Lorsque, du haut de la montagne qui domine le Caire, l’œil embrasse à la fois l'étroite vallée du Nil et les deux solitudes qui l'entourent, on comprend qu'en Afrique le désert est le maître de la terre, maître de douleur et de rêves merveilleux, hostile et charmeur... Les vues photographiques vous en montreront mieux que moi les aspects variés, les larges plateaux, les ravins, les montagnes. Mais ce dont rien ne saurait vous donner une idée suffisante, c’est le charme toujours nouveau de la lumière dans le désert. Les matins gracieux, la somptuosité des soirs, les clairs de lune où le sable est rose sous le ciel encore bleu, comment vous les dépeindre ? Et comment dépeindre encore ce sentiment de liberté sans borne, cette exaltation qui s'empare de l’âme, à la vue de cet espace où nulle convention ne diminue la primitive indépendance !

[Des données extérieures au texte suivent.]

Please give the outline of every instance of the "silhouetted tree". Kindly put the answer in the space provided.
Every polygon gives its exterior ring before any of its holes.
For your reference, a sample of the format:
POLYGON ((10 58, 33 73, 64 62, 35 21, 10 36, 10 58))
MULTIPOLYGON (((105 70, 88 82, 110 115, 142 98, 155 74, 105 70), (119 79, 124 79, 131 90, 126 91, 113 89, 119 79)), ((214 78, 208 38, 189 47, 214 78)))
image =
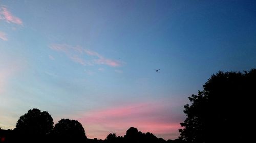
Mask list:
POLYGON ((256 70, 219 72, 188 98, 187 118, 181 125, 180 138, 188 142, 243 142, 248 138, 256 95, 256 70))
POLYGON ((53 119, 51 115, 34 108, 19 118, 14 130, 22 133, 41 135, 49 134, 53 128, 53 119))
POLYGON ((77 120, 62 119, 56 124, 53 130, 54 135, 70 138, 86 138, 84 129, 77 120))
POLYGON ((116 136, 115 133, 110 133, 106 138, 105 142, 111 142, 111 143, 115 143, 115 142, 122 142, 122 137, 118 136, 117 137, 116 136))

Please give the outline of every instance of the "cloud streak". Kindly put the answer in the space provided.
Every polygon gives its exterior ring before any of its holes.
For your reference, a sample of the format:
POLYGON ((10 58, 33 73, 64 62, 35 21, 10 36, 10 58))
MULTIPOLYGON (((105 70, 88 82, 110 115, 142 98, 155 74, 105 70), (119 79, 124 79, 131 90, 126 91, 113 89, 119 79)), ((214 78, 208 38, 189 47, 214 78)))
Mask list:
POLYGON ((0 39, 4 41, 8 41, 8 39, 6 37, 6 34, 3 32, 0 31, 0 39))
POLYGON ((150 132, 158 137, 174 139, 181 128, 180 122, 170 121, 166 107, 160 104, 138 103, 91 111, 79 115, 90 138, 105 138, 110 133, 123 136, 130 127, 143 132, 150 132))
POLYGON ((50 48, 55 51, 65 53, 71 60, 83 66, 104 65, 115 67, 122 65, 122 63, 119 61, 105 58, 96 51, 83 48, 79 46, 52 44, 50 48))
POLYGON ((7 9, 7 7, 0 6, 0 20, 3 20, 8 23, 13 23, 18 25, 23 25, 22 20, 18 17, 12 15, 7 9))

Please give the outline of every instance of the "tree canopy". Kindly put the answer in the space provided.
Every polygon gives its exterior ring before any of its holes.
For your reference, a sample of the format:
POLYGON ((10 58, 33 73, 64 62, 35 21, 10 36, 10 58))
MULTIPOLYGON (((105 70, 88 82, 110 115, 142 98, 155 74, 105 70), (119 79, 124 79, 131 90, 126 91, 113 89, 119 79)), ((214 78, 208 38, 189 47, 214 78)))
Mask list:
POLYGON ((188 142, 243 142, 252 118, 252 97, 256 95, 256 70, 243 73, 219 72, 188 98, 187 118, 179 130, 188 142))
POLYGON ((62 119, 56 124, 53 130, 53 134, 66 137, 86 137, 84 129, 82 124, 75 120, 62 119))
POLYGON ((26 134, 45 135, 53 128, 53 119, 51 115, 47 111, 34 108, 19 118, 14 130, 26 134))

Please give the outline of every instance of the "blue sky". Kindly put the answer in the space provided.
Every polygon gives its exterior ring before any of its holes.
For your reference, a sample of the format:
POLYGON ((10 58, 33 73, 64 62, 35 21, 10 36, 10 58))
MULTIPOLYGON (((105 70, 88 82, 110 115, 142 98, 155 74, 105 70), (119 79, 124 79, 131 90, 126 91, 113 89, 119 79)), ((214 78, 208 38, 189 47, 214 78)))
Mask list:
POLYGON ((90 138, 133 126, 176 138, 212 74, 256 67, 255 4, 0 1, 0 127, 37 108, 90 138))

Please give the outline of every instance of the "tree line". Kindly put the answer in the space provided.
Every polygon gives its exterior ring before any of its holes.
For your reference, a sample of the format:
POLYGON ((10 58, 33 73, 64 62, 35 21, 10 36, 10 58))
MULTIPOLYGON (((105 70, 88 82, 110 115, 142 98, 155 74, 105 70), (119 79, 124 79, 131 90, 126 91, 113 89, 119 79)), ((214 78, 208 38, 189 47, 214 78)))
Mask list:
POLYGON ((7 137, 3 137, 0 129, 0 142, 211 143, 253 140, 250 131, 254 124, 256 69, 243 73, 219 71, 212 75, 197 95, 188 97, 191 103, 185 105, 184 110, 187 118, 180 123, 183 128, 179 130, 180 136, 173 140, 166 141, 134 127, 129 129, 123 137, 110 133, 103 140, 88 139, 78 121, 62 119, 53 127, 53 120, 48 112, 33 109, 19 118, 16 128, 6 134, 7 137))

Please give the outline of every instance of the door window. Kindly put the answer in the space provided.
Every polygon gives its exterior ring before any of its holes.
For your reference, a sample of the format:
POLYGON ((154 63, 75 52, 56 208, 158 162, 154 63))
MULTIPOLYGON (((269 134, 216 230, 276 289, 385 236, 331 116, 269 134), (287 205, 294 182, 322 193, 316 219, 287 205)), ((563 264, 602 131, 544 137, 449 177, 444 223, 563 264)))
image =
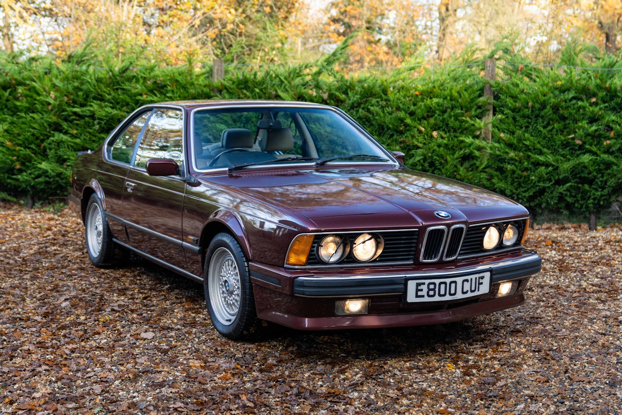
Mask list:
POLYGON ((146 167, 151 159, 171 159, 181 167, 183 162, 183 118, 179 110, 156 110, 138 146, 134 165, 146 167))
POLYGON ((117 136, 112 145, 108 146, 108 157, 122 163, 132 161, 132 154, 134 154, 134 147, 136 141, 140 138, 142 128, 149 118, 151 111, 143 113, 133 123, 123 130, 123 132, 117 136))

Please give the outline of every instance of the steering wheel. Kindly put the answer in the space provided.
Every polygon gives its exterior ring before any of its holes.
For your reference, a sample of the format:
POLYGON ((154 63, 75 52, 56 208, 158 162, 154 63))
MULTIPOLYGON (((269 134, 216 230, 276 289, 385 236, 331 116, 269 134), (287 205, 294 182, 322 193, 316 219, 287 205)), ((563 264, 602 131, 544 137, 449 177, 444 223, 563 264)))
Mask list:
POLYGON ((228 152, 232 152, 233 151, 250 151, 250 150, 249 150, 248 149, 245 149, 243 147, 236 147, 235 148, 233 149, 227 149, 225 151, 220 152, 218 154, 216 154, 214 157, 214 158, 211 159, 211 161, 210 162, 210 164, 207 165, 207 167, 211 167, 214 164, 215 164, 216 161, 218 159, 218 157, 220 157, 223 154, 225 154, 228 152))

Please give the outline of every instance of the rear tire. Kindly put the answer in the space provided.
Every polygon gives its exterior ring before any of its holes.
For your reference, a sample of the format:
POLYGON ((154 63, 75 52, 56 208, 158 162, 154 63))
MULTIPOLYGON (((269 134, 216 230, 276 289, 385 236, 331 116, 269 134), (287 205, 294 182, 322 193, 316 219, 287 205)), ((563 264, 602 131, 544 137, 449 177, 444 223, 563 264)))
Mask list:
POLYGON ((231 340, 252 337, 257 312, 248 261, 239 244, 228 233, 210 243, 203 272, 205 304, 218 333, 231 340))
POLYGON ((93 264, 101 268, 114 261, 114 243, 101 201, 93 194, 86 205, 84 220, 86 251, 93 264))

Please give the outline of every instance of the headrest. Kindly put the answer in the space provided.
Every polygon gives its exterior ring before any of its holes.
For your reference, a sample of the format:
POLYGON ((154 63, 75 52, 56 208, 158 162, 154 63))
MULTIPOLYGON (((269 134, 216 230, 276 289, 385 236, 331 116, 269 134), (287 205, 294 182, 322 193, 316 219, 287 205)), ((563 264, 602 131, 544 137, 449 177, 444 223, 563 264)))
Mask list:
POLYGON ((203 140, 201 138, 201 134, 196 129, 194 131, 194 142, 195 142, 195 154, 196 156, 200 156, 203 154, 203 140))
POLYGON ((253 133, 246 128, 228 128, 223 131, 222 146, 226 149, 253 147, 253 133))
POLYGON ((281 128, 281 121, 278 119, 260 119, 257 123, 257 128, 263 129, 281 128))
POLYGON ((294 149, 292 130, 287 127, 269 129, 262 144, 262 151, 290 151, 294 149))

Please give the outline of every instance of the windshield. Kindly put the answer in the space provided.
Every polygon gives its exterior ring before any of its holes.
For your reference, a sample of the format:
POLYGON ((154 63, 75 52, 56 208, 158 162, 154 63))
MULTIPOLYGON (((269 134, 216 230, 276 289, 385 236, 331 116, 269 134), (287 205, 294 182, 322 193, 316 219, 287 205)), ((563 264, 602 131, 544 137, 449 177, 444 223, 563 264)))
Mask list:
POLYGON ((192 125, 195 166, 199 170, 265 165, 271 160, 279 164, 324 159, 360 163, 389 158, 354 124, 328 109, 198 110, 192 125))

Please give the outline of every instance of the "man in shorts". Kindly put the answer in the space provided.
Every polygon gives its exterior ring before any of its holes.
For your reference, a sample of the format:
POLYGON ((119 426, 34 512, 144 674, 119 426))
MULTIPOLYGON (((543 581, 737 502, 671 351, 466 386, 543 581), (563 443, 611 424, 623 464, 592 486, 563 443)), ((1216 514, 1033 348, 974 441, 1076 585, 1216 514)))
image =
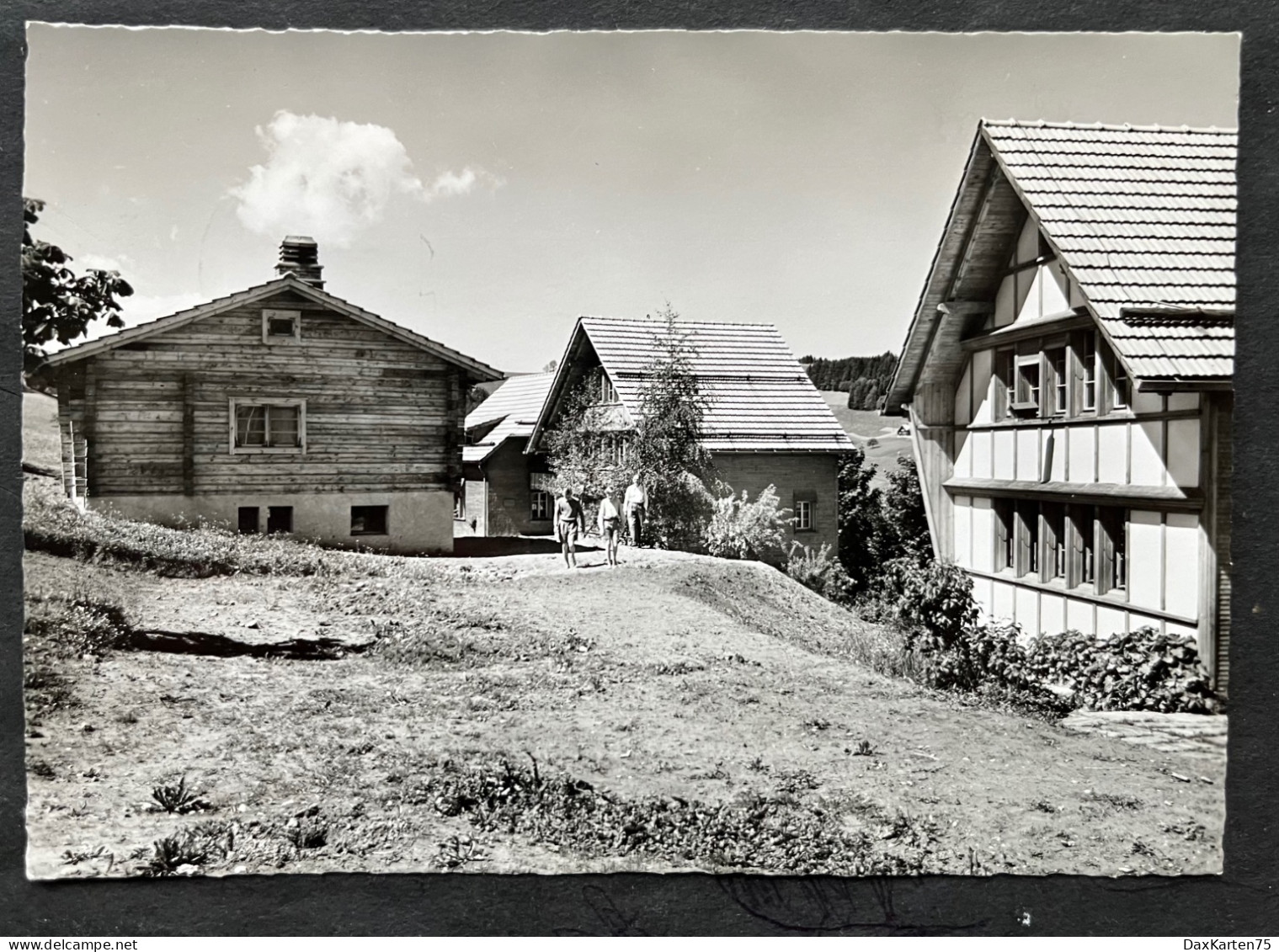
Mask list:
POLYGON ((565 569, 577 569, 577 537, 583 532, 582 503, 573 498, 572 487, 564 487, 564 495, 555 500, 555 538, 564 553, 565 569))
POLYGON ((622 535, 622 514, 609 496, 600 500, 600 538, 608 552, 609 565, 618 564, 618 537, 622 535))
POLYGON ((636 548, 640 547, 640 539, 643 535, 643 519, 647 507, 648 493, 640 484, 640 474, 636 473, 631 486, 627 487, 625 498, 622 501, 622 509, 627 512, 627 528, 631 529, 631 544, 636 548))

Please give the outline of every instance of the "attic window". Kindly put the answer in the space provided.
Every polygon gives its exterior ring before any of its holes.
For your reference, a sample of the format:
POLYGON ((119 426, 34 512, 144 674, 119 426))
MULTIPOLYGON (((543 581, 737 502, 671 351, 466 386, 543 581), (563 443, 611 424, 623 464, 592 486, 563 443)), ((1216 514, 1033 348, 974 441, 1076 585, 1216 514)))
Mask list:
POLYGON ((299 340, 302 340, 301 311, 276 311, 272 308, 262 311, 263 344, 295 344, 299 340))

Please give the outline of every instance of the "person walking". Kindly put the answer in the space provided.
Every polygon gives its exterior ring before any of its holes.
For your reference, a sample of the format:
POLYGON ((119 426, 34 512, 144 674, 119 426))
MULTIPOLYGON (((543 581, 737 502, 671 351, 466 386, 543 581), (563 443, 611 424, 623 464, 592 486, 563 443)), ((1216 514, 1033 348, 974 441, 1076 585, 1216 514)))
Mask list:
POLYGON ((627 528, 631 530, 631 544, 638 548, 640 539, 643 535, 645 514, 648 510, 648 492, 640 482, 638 473, 634 474, 634 478, 631 480, 631 486, 627 487, 627 495, 622 501, 622 509, 624 509, 627 514, 627 528))
POLYGON ((555 500, 555 538, 564 553, 564 567, 577 569, 577 537, 586 532, 582 503, 573 498, 573 488, 564 487, 564 495, 555 500))
POLYGON ((604 549, 608 553, 609 565, 618 564, 618 537, 622 535, 622 514, 618 511, 613 498, 605 496, 600 500, 600 538, 604 539, 604 549))

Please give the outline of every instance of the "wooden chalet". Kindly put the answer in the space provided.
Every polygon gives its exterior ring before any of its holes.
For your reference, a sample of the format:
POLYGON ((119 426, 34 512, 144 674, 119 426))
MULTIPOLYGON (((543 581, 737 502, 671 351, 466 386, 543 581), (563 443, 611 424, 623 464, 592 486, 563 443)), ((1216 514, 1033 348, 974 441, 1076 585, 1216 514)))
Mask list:
MULTIPOLYGON (((692 350, 700 392, 709 400, 705 446, 719 477, 755 500, 770 484, 794 524, 783 551, 797 541, 839 546, 839 456, 853 443, 773 325, 678 322, 692 350)), ((541 451, 568 394, 586 387, 624 434, 640 415, 641 391, 665 353, 666 325, 654 319, 581 317, 554 374, 528 440, 541 451)))
POLYGON ((512 377, 467 414, 459 535, 551 532, 554 500, 542 479, 546 457, 524 450, 554 378, 554 373, 512 377))
POLYGON ((1234 132, 982 121, 885 410, 1027 633, 1230 633, 1234 132))
POLYGON ((68 495, 327 544, 451 552, 463 396, 491 367, 324 290, 315 242, 279 277, 54 354, 68 495))

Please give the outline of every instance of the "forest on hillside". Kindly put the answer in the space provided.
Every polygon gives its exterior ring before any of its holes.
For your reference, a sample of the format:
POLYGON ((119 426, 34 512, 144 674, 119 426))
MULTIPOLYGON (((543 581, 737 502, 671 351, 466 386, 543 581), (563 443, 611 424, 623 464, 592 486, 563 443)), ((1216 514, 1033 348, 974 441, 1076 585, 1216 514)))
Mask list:
POLYGON ((808 378, 817 390, 847 391, 848 409, 877 410, 897 369, 897 354, 885 351, 879 357, 844 357, 838 360, 810 354, 799 358, 799 363, 808 371, 808 378))

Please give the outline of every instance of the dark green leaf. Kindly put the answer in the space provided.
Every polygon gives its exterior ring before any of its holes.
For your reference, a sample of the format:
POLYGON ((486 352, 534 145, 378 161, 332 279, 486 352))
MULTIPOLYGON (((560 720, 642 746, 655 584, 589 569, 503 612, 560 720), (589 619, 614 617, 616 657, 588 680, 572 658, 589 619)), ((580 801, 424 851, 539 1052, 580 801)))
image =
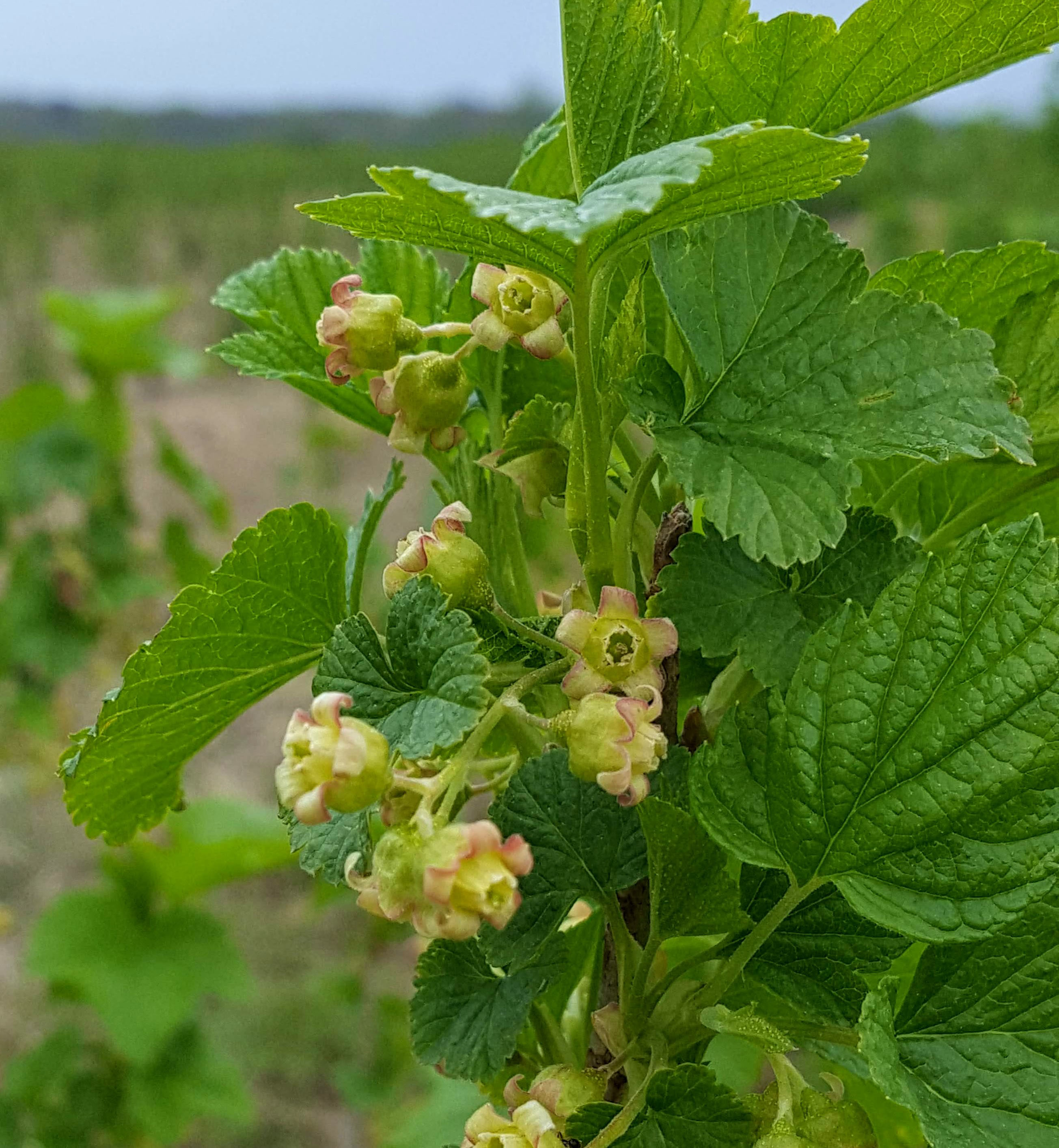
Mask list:
POLYGON ((448 610, 428 577, 407 582, 386 620, 386 651, 363 614, 334 631, 314 693, 339 690, 353 697, 351 713, 376 726, 391 748, 428 758, 455 745, 489 705, 489 665, 462 610, 448 610))
POLYGON ((782 204, 651 249, 697 366, 682 418, 667 405, 651 429, 687 495, 755 560, 789 566, 835 545, 858 459, 1031 460, 989 339, 930 304, 865 293, 863 255, 822 220, 782 204))
MULTIPOLYGON (((275 510, 244 530, 125 664, 119 691, 62 771, 90 836, 127 841, 180 800, 180 769, 244 709, 316 662, 345 614, 346 546, 324 511, 275 510)), ((277 735, 278 736, 278 735, 277 735)))
POLYGON ((598 903, 647 872, 635 810, 579 782, 565 750, 527 761, 493 802, 490 816, 504 836, 521 833, 533 850, 533 871, 519 882, 518 913, 503 932, 482 932, 489 959, 502 964, 535 952, 578 898, 598 903))
POLYGON ((809 637, 848 602, 869 610, 919 552, 884 518, 858 512, 834 550, 789 571, 751 561, 711 526, 686 534, 658 576, 648 613, 670 618, 682 650, 737 653, 763 685, 790 684, 809 637))
POLYGON ((530 965, 497 974, 478 941, 432 941, 416 969, 412 1047, 424 1064, 445 1061, 448 1076, 480 1079, 503 1068, 530 1006, 563 972, 566 945, 556 937, 530 965))

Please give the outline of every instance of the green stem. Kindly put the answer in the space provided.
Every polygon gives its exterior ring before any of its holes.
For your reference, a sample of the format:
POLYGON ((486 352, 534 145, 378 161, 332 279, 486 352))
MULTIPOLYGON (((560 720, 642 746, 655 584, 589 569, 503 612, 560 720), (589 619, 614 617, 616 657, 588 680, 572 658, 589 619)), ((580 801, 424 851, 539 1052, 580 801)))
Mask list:
POLYGON ((520 622, 517 618, 512 618, 507 610, 497 602, 493 606, 493 613, 508 627, 509 630, 517 634, 524 642, 528 642, 531 645, 543 646, 550 653, 557 653, 563 658, 567 658, 571 661, 577 657, 570 646, 564 646, 562 642, 556 642, 555 638, 548 637, 547 634, 541 634, 534 630, 532 627, 526 626, 520 622))
POLYGON ((588 1141, 587 1148, 610 1148, 610 1145, 625 1135, 629 1125, 640 1115, 640 1110, 647 1102, 648 1085, 650 1085, 655 1073, 665 1064, 666 1055, 665 1041, 658 1040, 651 1044, 650 1064, 643 1080, 640 1083, 640 1087, 629 1096, 625 1107, 610 1124, 588 1141))
POLYGON ((775 905, 762 917, 760 921, 743 938, 739 948, 725 961, 720 971, 706 986, 703 1008, 712 1008, 725 993, 735 984, 747 962, 775 932, 776 928, 812 893, 819 889, 822 882, 814 877, 805 885, 796 885, 791 882, 790 889, 775 905))
POLYGON ((583 443, 585 499, 587 510, 588 553, 583 569, 594 597, 610 583, 611 533, 606 496, 606 471, 610 448, 604 442, 603 416, 596 390, 592 356, 592 278, 588 272, 588 249, 578 248, 573 285, 573 354, 578 366, 578 408, 581 412, 583 443))
POLYGON ((570 1041, 563 1035, 558 1021, 540 1000, 530 1006, 530 1021, 548 1064, 574 1064, 570 1041))
POLYGON ((618 511, 618 522, 614 526, 614 579, 617 584, 625 590, 636 589, 636 579, 633 573, 633 530, 636 526, 636 515, 640 513, 643 495, 651 484, 659 461, 658 451, 655 450, 640 464, 640 468, 621 502, 621 510, 618 511))

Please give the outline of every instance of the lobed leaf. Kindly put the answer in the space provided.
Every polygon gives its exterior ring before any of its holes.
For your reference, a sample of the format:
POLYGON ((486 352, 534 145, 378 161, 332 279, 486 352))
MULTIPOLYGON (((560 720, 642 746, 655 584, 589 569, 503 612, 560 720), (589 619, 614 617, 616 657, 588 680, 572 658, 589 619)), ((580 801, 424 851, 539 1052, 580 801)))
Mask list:
POLYGON ((697 755, 706 828, 910 937, 1011 922, 1059 867, 1057 573, 1030 520, 930 557, 868 616, 836 615, 786 703, 729 713, 697 755))
POLYGON ((462 610, 448 610, 430 577, 394 596, 386 650, 364 614, 347 618, 320 659, 312 692, 353 697, 351 713, 371 722, 405 758, 430 758, 455 745, 485 713, 489 665, 462 610))
POLYGON ((651 250, 696 371, 685 391, 648 357, 631 403, 688 497, 753 560, 834 546, 859 459, 1031 461, 988 336, 865 293, 863 255, 794 204, 704 220, 651 250))
POLYGON ((180 801, 180 769, 244 709, 316 662, 345 614, 341 534, 322 510, 275 510, 177 595, 62 761, 67 808, 110 844, 180 801))

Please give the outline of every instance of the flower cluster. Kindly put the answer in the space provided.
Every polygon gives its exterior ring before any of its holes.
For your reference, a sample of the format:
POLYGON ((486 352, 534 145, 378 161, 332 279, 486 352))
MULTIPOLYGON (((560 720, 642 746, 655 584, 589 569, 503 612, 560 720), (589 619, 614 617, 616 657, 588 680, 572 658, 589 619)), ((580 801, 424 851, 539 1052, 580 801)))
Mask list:
POLYGON ((482 921, 508 924, 521 903, 518 878, 532 868, 526 841, 504 840, 492 821, 445 825, 425 839, 408 823, 382 835, 370 877, 350 859, 346 879, 369 913, 410 922, 422 937, 466 940, 482 921))
POLYGON ((365 722, 342 716, 351 705, 346 693, 320 693, 287 726, 276 790, 280 804, 307 825, 330 821, 328 809, 364 809, 391 784, 389 744, 365 722))
POLYGON ((448 595, 453 606, 487 610, 493 605, 489 559, 466 534, 471 512, 449 503, 438 512, 430 530, 412 530, 397 543, 397 556, 382 572, 382 589, 392 598, 405 582, 427 574, 448 595))

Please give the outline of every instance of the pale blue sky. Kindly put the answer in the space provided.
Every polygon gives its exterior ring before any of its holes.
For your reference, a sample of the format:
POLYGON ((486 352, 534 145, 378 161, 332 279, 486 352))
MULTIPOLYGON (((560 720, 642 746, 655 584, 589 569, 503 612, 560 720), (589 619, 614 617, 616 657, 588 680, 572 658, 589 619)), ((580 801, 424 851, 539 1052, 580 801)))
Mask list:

Si grande est cette liberté, qu'elle épouvante presque. Habitués aux entraves sociales, nous n’osons pas d'abord errer en hommes libres et, comme le marin sur la mer, tracer nous-mêmes notre chemin sur la terre éternellement vierge. Nous prenons garde de suivre les pistes, à peine indiquées parmi le sable et les pierres, tandis qu'autour de nous des montagnes roses se dissolvent dans l’azur léger, et que s'étale au loin le continuel mirage des lacs couleur de ciel. Comment distinguer le vrai de l'illusion dans toute cette magie ? Mieux vaut oublier cette distinction ordinaire et obéir à la suggestion du désert, qui invite à vivre d’une vie imprégnée de rêve, aux bords incertains du réel.
Le contraste est fort, du désert aux campagnes égyptiennes. De ce sol noir, bien entretenu, que travaillent constamment hommes et bêtes, ne sortent autour de nous ni mirages, ni rêves ; rien que des idées précises, et la saine poésie du travail, de la fécondité, de la paix agricole. Et pourtant il s’y rencontre des lieux où nous retrouvons ce je ne sais quoi d’étrange, d'impénétrable, qui est si particulier à l'Égypte.
Les palmeraies où la lumière est si joliment tamisée, où dorment des canaux sans barques ni courant, ont l'air de jardins enchantés. De minuscules villages aux maisons de terre s’y cachent, et se rendent plus mystérieux encore par leurs murs sans fenêtres. Enfin quelques mosquées funéraires, tombeaux de saints, toujours abrités dans les palmiers et les acacias, ajoutent à ces paysages légers et un peu étranges la grâce de leur architecture et quelque mystère religieux.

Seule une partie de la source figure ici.